Ayat di atas menjelaskan bahwa, manusia tidak akan mengganggap dirinya mampu terhindar dari kesalahan sekalipun seorang Nabi. Karena jiwa manusia akan selalu condong kepada kesenangan dan selalu menganggap indah keburukan dan kejahatan, kecuali jiwa yang dijaga oleh Allah dari kejelekan nafsu.
Nafsu amarah tidak mampu dikendalikan oleh hati dan juga ilmu yang ia miliki. Jadi seseorang yang sudah diselimuti dengan amarah, maka ia akan mudah terjerumus keburukan. Akan sulit untuk menasehati orang yang terselimuti amarah, karena ia akan selalu menganggap dirinya paling benar atas segalanya.
Nafsu Lawwamah
Nafsu ini adalah nafsu yang sudah mengenal baik dan buruk. Nafsu lawwamah ini memiliki jiwa menyesali perbuatan salah yang dilakukannya dan berinisiatif untuk kembali ke landasan yang benar. Nafsu lawwamah juga nafsu yang selalu berada dalam kondisi yang sering berubah-berubah.
لَا أُقْسِمُ بِيَوْمِ الْقِيَامَةِ ، وَلَا أُقْسِمُ بِالنَّفْسِ اللَّوَّامَةِ
Aku bersumpah demi hari kiamat, dan aku bersumpah dengan jiwa yang amat menyesali (nafsunya sendiri), (QS. Al-Qiyamah [75]: 1-2).
Nafsu lawwamah adalah nafsu yang memiliki penyesalan atas perbuatan salah yang dilakukannya dan berinisiatif untuk kembali ke jalan yang benar.
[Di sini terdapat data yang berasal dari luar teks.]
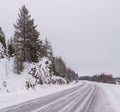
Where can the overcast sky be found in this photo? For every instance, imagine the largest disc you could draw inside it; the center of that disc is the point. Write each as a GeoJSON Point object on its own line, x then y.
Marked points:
{"type": "Point", "coordinates": [85, 33]}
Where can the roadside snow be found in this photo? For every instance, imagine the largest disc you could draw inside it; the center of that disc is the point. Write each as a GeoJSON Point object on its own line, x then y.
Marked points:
{"type": "Point", "coordinates": [19, 97]}
{"type": "Point", "coordinates": [112, 95]}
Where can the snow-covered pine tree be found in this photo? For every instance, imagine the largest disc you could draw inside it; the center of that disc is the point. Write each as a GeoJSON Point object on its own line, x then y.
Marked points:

Nafsu ini lebih baik dari nafsu ammarah karena memiliki sisi penyesalan atas dosa-dosa yang dilakukan. Tetapi nafsu ini juga tidak menahan dari keburukan karena sifatnya yang selalu berubah-berubah.
Nafsu Mutmainnah
Nafsu ini mampu membuat seseorang berada dalam ketenangan karena ketaatan yang ia miliki. Orang yang memiliki nafsu mutmainnah dapat mengawal nafsu syahwatnya dengan baik dan senantiasa cenderung melakukan kebaikan.
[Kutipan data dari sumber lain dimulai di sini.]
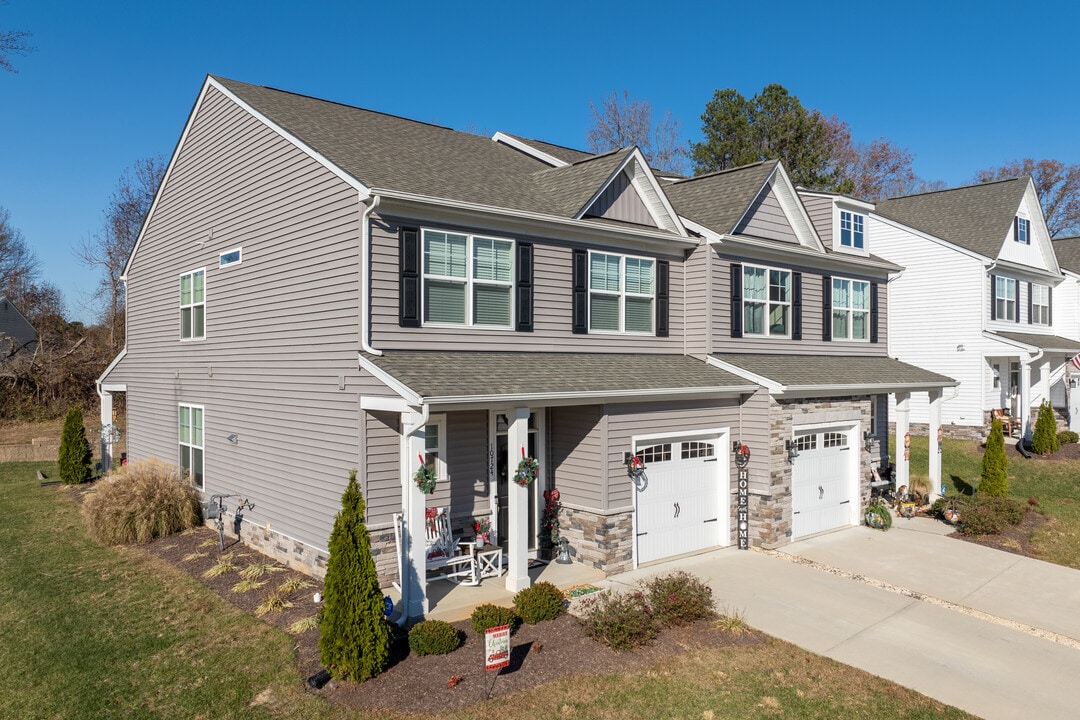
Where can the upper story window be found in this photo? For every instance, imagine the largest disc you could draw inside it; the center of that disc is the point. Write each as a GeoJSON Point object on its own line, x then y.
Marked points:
{"type": "Point", "coordinates": [852, 230]}
{"type": "Point", "coordinates": [851, 309]}
{"type": "Point", "coordinates": [193, 306]}
{"type": "Point", "coordinates": [468, 280]}
{"type": "Point", "coordinates": [767, 301]}
{"type": "Point", "coordinates": [1004, 298]}
{"type": "Point", "coordinates": [621, 293]}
“Hai jiwa yang tenang. Kembalilah kepada Robbmu dengan hati yang puas lagi diridhai-Nya. Maka masuklah ke dalam jemaah hamba-hamba-Ku. Dan masuklah ke dalam surga-Ku.” (QS. Al-Fajr: 27-30).
Apabila manusia memiliki jiwa yang tenang dalam berzikir atau beribadah kepada Allah, maka Allah akan menyiapkan surge bagi hamba-hamba yang yang beriman kepadanya.
Sesungguhnya puasa Ramadhan yang disebut Rasulullah memerangi hawa nafsu adalah latihan untuk memerangi nafsu ammarah, mengendalikan nafsu lawwamah dan menjaga dan merawat nafsu mutmainnah. Keberhasilan puasa kita adalah ketika nafsu mutmainnah menjadi dominan besar dan menguasai diri kita.